The identification of machining processes for low roughness samples is extremely challenging, and a reasonably quick identification of machining processes for low roughness parts is critical to ensuring that the samples are employed in the appropriate conditions and improving work efficiency. In this work, a new identification method of fusion of LIBS spectra and plasma acoustic emission signals (PAES) with bimodal information is proposed, and the LIBS spectral data and PAES data of nine types of low roughness samples processed by three machining processes, namely horizontal milling, plain grinding, and vertical milling, are recorded and analyzed.

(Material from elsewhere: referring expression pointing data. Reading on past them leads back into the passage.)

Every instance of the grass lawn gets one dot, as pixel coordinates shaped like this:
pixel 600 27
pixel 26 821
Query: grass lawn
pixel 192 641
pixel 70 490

The spectral intensities of the primary element Fe and trace element Mn are compared and analyzed. The spectrum intensities of the primary element Fe and trace element Mn, as well as the PAES maximum peak, are compared and examined. Using the PCA-SVM machine learning technique, the three recognition impacts of single LIBS data, single PAES data, and LIBS-PAES bimodal data fusion are examined and compared. At Ra = 0.4 μm and 0.8 μm, vertical milling produces significantly higher spectral intensities than plain grinding and horizontal milling, while horizontal milling produces significantly higher intensities than plain grinding. When the surface roughness of the samples is the same, variations in the machining process cause changes in the PAES. The recognition accuracy was 86.67% for the test set of single LIBS spectral data, 78.89% for the test set of single PAES data, 97.11% for the training set, and 91.11% for the test set of LIBS-PAES bimodal data fusion, respectively. When compared to single-modal data recognition, bimodal data fusion greatly improves recognition ability, fully reflecting the benefits of bimodal data fusion. Based on the results of this study, it can be preliminarily concluded that the fusion of spectral and acoustic information in laser-induced breakdown spectroscopy detection is very promising in recognizing the surface state of parts in the machining field.